WAHM Value: My Time
I love it. I love discussion. I love making people look good and hard at how their perceptions get in their way. Most of all I love discussion that makes me stop, because truly I have to look at my own perceptions. Chrissy has been really egging on my thinking by continuing the discussion on wahm values. Keep bringing it Chrissy, every post is making me think about something different I may be doing or not doing.
All this WAHM value talk has made me think hard about my work life. I have major offline changes and I’ll post those later, but they have been truly major and all this talk of my value has made the decisions easier. Not saying that I’m waltzing through said changes, shouting with glee, but if this talk didn’t come up right now I would be dragging my feet. lol Remember this blog was created because I balance my two business personalities. Some are online and my personal training is offline, but both are mine alone
The offline biz has not been easy to balance with the family and is yet another reason that forced changes and thinking have been awesome.
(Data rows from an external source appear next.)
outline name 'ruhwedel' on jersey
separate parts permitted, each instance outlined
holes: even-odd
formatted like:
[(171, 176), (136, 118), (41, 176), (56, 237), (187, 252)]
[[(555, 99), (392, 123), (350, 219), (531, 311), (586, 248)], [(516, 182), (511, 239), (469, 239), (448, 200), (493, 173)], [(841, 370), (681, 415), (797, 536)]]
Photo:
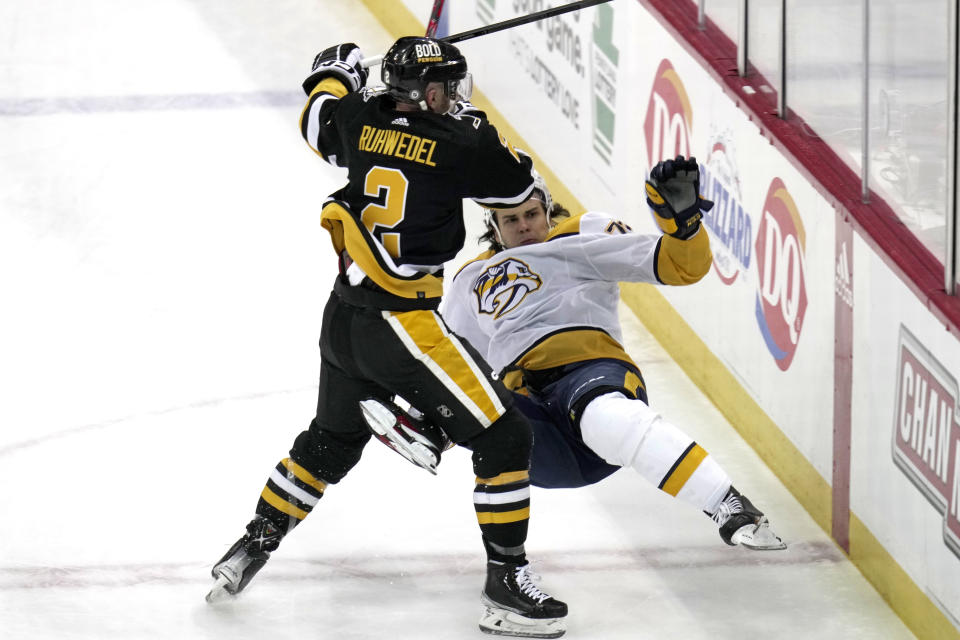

The last week I have been even better about scheduling and balance. This is not an easy task as all this discussion has gotten me very excited about my projects and a couple of clients projects as well. Not to mention two of my sites really kicking it this week. Hmm, wonder if it has anything to do with my passion being back in the biz and putting more value on my time?
I’m being better about charging for my time. One client wants my opinion on things, not even proofreading but just my opinion after reading documents. Yes, yell at me, but there have been times in short documents that I haven’t added the time in. You can imagine after a few emails back and forth every week, how that can add up. It’s not like he doesn’t want me to charge him for that time, that was my own odd perception. Yes, you can commence the “yelling” at me now, I’m in a good place to be able take it. lol
It’s that fine line that I am crossing over. I’ve given away a lot of help for free over the years. I’m grateful that I have and I will continue to pass free help on, but there is also getting to be a much better line for when it is too much and I’m getting better at getting that across in my emails as well. Years of freely helping others is helping me set up ecourses and reports to further help more people. That coaching was not in vain, however I need to keep it under control so I don’t become bitter and it takes up time I need to be working my business so I can continue to work from home. This also puts value to my time.
Getting control of my time spent on certain aspects of biz and projects helps me map out where my time is spent and how I can work to lower that time. Be it through outsourcing some of my tasks or creating products to help even more. Analyzing how I’m spending my online time will help me value that time or show me where my time wasters are.
Just because I love to help other moms doesn’t mean that I should always do it for free. I know this is a big mindset I have to change. I’ve been on work at home forums since 1999, getting a ton of advice and passing it as well. I think the fact that I have gotten so much free info over the years is a reason why I’m having some issues crossing that line. But knowing is most of the battle right?